Testing these same scenarios under lab conditions gave us control results which we could then use as a clear baseline comparison to the real world results.

To get clear results, we sent testers out with a full range of mobile devices and recording tools to test the Journey Planner webapp.

The Result

As expected, the key issues were around data performance. Some of the pages weights were around 1MB. These either partially or completely failed to load in high contention areas or in areas with lower connection speeds. Interestingly, after failing to load, often the pages didn’t load when the device was moved back to a higher connection speed area and had to be refreshed altogether.

It became apparent how crowded areas affected the quality of the data connection – not because the signal was blocked but because the number of other users and their data requirements caused contention. This became a key issue as we had predicted a strong use of the Journey Planner webapp in crowded stations.

Other key issues were around the ‘Use My Location’ function, which failed or returned wrong results when data flow was switched between Wi-Fi and cellular networks.

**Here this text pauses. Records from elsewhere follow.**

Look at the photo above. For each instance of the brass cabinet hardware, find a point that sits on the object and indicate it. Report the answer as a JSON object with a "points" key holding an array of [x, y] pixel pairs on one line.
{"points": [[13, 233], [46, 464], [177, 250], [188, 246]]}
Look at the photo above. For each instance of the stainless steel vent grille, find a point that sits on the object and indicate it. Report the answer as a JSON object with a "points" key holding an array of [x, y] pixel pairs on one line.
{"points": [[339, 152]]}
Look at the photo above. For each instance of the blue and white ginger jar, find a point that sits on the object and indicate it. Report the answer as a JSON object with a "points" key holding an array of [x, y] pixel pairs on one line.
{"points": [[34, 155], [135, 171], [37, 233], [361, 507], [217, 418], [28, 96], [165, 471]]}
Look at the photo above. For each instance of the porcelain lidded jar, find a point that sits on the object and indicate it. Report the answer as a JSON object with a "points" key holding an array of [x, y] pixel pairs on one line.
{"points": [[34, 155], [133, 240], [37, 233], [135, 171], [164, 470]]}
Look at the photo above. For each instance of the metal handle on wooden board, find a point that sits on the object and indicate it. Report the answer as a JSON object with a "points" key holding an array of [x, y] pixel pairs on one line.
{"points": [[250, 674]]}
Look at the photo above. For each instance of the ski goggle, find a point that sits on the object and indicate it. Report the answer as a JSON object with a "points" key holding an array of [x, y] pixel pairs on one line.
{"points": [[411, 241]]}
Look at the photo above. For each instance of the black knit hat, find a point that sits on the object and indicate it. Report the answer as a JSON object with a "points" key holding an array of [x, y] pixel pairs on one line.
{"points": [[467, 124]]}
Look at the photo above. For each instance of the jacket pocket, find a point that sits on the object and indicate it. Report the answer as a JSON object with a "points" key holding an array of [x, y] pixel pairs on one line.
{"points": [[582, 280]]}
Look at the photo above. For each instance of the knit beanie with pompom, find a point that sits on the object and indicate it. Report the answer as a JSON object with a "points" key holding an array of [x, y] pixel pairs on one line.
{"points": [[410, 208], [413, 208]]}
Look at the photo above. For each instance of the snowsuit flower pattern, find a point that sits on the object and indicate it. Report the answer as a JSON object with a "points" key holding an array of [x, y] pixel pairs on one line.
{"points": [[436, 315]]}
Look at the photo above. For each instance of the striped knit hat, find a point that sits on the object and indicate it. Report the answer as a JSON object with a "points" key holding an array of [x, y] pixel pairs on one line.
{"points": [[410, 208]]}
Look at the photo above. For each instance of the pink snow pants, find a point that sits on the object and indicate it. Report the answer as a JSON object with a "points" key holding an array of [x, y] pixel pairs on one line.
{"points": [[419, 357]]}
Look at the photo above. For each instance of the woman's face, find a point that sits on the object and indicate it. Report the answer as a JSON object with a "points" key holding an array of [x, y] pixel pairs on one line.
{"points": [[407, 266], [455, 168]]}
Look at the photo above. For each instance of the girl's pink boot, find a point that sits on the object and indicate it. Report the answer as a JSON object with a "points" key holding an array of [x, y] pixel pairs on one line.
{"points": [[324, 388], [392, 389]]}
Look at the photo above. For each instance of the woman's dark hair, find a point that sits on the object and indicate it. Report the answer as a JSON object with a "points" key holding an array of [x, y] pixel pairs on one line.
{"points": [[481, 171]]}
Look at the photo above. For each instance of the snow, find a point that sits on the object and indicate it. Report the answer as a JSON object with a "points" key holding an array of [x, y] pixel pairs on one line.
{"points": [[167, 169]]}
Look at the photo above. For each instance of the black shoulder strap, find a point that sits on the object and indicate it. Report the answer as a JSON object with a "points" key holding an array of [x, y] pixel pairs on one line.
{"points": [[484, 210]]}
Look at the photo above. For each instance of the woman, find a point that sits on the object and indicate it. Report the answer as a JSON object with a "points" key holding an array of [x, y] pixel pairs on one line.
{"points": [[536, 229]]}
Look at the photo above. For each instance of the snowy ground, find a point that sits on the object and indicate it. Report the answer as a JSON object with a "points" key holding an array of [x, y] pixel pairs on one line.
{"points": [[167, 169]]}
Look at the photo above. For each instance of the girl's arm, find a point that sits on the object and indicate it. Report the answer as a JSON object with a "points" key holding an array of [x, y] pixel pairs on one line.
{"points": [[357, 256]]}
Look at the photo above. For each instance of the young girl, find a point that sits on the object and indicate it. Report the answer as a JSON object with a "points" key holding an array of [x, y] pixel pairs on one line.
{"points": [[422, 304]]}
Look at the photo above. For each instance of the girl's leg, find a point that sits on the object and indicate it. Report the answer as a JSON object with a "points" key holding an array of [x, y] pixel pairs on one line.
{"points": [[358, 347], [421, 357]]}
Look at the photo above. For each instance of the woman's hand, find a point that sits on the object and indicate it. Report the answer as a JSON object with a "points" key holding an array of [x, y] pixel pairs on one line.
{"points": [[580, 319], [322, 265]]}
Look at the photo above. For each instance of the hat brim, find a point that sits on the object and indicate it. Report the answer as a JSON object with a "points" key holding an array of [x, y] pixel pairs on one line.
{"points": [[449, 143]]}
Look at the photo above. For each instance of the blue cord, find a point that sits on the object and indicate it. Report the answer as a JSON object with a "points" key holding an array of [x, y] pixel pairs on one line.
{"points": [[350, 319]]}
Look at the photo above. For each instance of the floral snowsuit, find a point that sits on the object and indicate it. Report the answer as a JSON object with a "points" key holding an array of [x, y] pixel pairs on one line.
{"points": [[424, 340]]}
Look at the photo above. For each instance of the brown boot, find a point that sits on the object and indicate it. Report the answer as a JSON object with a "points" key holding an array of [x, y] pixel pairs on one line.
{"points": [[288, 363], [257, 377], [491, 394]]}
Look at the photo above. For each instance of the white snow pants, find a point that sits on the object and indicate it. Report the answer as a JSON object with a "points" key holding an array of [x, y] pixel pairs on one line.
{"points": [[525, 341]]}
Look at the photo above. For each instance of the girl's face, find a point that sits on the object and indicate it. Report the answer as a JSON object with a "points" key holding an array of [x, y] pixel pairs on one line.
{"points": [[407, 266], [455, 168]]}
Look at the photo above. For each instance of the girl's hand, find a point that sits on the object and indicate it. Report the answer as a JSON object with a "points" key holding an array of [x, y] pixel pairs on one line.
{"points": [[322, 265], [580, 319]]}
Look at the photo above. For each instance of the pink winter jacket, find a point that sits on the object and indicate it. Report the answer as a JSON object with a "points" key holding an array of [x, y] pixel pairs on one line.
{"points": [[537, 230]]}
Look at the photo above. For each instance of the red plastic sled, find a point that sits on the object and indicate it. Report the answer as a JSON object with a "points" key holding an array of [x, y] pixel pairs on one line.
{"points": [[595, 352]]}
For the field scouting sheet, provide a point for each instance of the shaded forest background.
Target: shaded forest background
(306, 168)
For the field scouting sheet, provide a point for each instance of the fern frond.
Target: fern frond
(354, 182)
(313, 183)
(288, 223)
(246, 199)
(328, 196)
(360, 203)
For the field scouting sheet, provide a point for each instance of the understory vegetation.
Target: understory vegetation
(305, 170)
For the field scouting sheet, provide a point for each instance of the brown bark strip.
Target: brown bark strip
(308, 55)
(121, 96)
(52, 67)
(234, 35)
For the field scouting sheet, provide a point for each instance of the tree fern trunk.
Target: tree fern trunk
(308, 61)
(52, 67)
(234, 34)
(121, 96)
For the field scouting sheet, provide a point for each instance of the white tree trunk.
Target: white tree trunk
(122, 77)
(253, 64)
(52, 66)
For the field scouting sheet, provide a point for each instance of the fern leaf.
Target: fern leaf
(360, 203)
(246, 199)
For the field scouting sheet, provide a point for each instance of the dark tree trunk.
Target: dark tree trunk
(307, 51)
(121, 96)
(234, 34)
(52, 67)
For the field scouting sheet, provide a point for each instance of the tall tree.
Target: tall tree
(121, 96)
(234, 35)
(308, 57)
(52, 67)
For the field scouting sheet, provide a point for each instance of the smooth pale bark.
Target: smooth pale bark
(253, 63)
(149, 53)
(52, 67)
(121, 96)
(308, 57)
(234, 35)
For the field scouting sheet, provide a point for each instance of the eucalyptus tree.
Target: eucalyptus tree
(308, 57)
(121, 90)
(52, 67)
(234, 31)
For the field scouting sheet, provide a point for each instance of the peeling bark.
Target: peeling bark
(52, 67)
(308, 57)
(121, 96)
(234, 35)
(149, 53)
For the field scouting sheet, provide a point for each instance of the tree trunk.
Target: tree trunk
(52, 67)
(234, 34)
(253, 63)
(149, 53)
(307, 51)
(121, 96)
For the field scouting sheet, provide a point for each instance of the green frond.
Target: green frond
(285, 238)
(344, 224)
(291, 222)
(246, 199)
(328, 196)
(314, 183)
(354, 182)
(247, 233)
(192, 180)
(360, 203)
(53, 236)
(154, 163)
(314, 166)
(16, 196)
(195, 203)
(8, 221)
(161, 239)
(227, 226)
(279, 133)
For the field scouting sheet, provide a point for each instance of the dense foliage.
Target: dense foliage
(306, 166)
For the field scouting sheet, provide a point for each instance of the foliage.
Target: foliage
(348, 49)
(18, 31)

More modern devices, which were able to use 4G, were able to seamlessly switch between cellular and Wi-Fi networks and gave a substantially better performance than older generation devices.

Surprisingly, there remain a lot of legacy phones and operating systems in the market. The Android statistics from Appbrain show a significant user base of Samsung Galaxy S2, when the latest model is Galaxy S5:

Samsung Galaxy S3* 6.1 %
Samsung Galaxy S4 5.1 %
Samsung Galaxy S2 2.7 %

*showing share of total market

http://www.appbrain.com/stats/top-android-phones

Likewise for the Android versions: 

4.1-4.3 (Jelly Bean)* 58.1 %
4.4 (KitKat) 23.0 % 
2.3 (Gingerbread) 9.3 % 

*showing share of total market

(http://www.appbrain.com/stats/top-android-sdk-versions)

For Apple users, there is a resolute section with legacy iOS versions, but the majority upgrade to the latest version relatively quickly. (Data from Mixpanel):

iOS 8* 42.6%
iOS7 53.0%
Older versions 4.3%

*showing share of total iOS market

Even with Apple users, legacy phones make up the highest numbers:

iPhone 4S* 18.9%
iPhone 5 27.0%
iPhone 5C 10.8%
iPhone 4 11.1%
iPhone 5S 31.7%

*showing share of total iPhone market. Data from Mixpanel.

Although the published statistics tend to lag the actual trends, it's still important to consider the older devices and operating systems, while continuing to design for newer versions.

Following our testing, TfL had the data to implement updates that mitigated and solved the issues. TfL optimised the Journey Planner webapp to ensure the greatest number of users are able to access it effectively at all times and in all places.